I've broken my right ankle and am currently in a plaster cast past my knee and halfway up my thigh.  It's a heavy temporary cast, but I can't (at the moment, at least, until I complain tomorrow) get an appointment at the fracture clinic to have it replaced with a lighter weight, hopefully shorter one, until 10 days' time.  I'm due in 3 weeks and I'm hoping it doesn't come early.  I'll have a cast for 6 weeks in total so I will definitely be giving birth in a cast of some sort.  

My worry is how my birth will be handled.  I'm seeing the MW later this week and will obviously discuss with her then, but a bit of your experience in the meantime would help stop me worrying about it.  
In this  cast I cannot bend my leg at all and can barely lift it a few inches off the ground.  

My last labour was relatively OK, though precipitate 2nd stage  - 7 hours on a birthing ball at home, went to hospital at 5 mins apart, was 2mins when I got there and then  Matthew went into distress - probably from strong contractions - as I dilated from 5 to 10cm in 15 minutes.  My waters broke during those 15 mins and I started pushing almost immediately, so I was put in stirrups, he was ventoused out as I pushed, all took about 30mins.  
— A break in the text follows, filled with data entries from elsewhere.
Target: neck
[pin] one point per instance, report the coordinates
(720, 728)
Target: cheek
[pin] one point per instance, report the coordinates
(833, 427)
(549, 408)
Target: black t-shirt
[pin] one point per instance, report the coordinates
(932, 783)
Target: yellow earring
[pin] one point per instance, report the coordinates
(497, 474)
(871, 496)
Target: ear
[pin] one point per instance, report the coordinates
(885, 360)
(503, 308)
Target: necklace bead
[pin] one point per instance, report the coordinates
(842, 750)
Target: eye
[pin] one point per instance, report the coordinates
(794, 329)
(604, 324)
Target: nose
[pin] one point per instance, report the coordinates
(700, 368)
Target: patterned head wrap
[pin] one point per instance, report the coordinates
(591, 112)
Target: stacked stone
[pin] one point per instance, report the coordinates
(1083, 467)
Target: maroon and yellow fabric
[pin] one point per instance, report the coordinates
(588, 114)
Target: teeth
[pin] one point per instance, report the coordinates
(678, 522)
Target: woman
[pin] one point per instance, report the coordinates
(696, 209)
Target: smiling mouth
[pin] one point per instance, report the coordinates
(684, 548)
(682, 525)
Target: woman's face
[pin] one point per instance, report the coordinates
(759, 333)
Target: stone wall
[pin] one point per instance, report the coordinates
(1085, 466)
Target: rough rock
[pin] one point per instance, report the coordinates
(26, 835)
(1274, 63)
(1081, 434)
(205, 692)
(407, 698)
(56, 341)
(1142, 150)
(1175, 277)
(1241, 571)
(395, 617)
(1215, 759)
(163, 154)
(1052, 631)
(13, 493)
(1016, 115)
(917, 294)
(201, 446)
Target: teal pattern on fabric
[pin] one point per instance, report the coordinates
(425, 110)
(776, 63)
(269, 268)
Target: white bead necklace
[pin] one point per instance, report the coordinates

I have booked a water birth in the MW led unit , because, just to add to the complications, I have SPD!
Obviously this can't happen now, but what on earth will I do?

Can I still have a MW led delivery or will I end up with lots of intervention? 
I can't possibly go into stirrups like this but how will a MW 'get access' for examinations, to catch the baby, etc. The cast is so heavy I can barely lie on my L side, can't put any weight on my right leg at all, so couldn't lie on R and raise left leg for example, I could perhaps stand whilst leaning on something to take my weight, but I can't hold the weight of my right leg for long and my foot can't touch the floor it hurts too much.
  
My ankle is still very painful inside the cast, I'm wondering whether if I had an epidural I could just be 'manoevred' into the right sort of positions and I wouldn't feel anything for the duration, I'd just have to deal with any pain from awkward positions afterwards. 

I'm worried they'll say a c section is easiest for delivery but it wouldn't be at all for recovery, I'm finding crutches very hard work with a bump, let alone a healing wound.

Have you ever had to do this before?  What do you think might happen?

thanks
Claire x


----------



## oink

Hi hun

poor you x

From recent experience with Myles, you will feel much better soon. You could do with a different cast before 10 days, just for ease, Myles had the big white one for 8 days, it was much different when it was changed.

The main thing is not to worry, it is the midwives job to work out the plan for your delivery, obviously with your involvement but don't forget that ladies with lots of different problems deliver and we work something out each time.

I will answer again in a bit, my small person with a cast needs a wee!!

Take care x

Sorry for that, although I'm sure you know how it feels!!

We have a cover for Myles' cast so he can have a bath, this won't help with a water birth, I'm afraid, as it can only stay on for 20 mins!! Its from limboproducts, on the internet, let me know if you struggle to find it. It is an excellent product!!

I don't think they will say that you 'have' to have a C-section, they need to worry about your recovery just as much as your delivery.

Take care x


----------



## Mrs CW

Hi hun

thanks so much for the reassurance and for the limbo products tip!  I've already ordered one!  

Just another supplementary question, I'm taking paracetamol for the pain, since 7pm on Friday I've pretty much been going from dose to dose.  The pain isn't really subsiding much when the paracetamol wears off.    Is it OK to keep taking it for long? 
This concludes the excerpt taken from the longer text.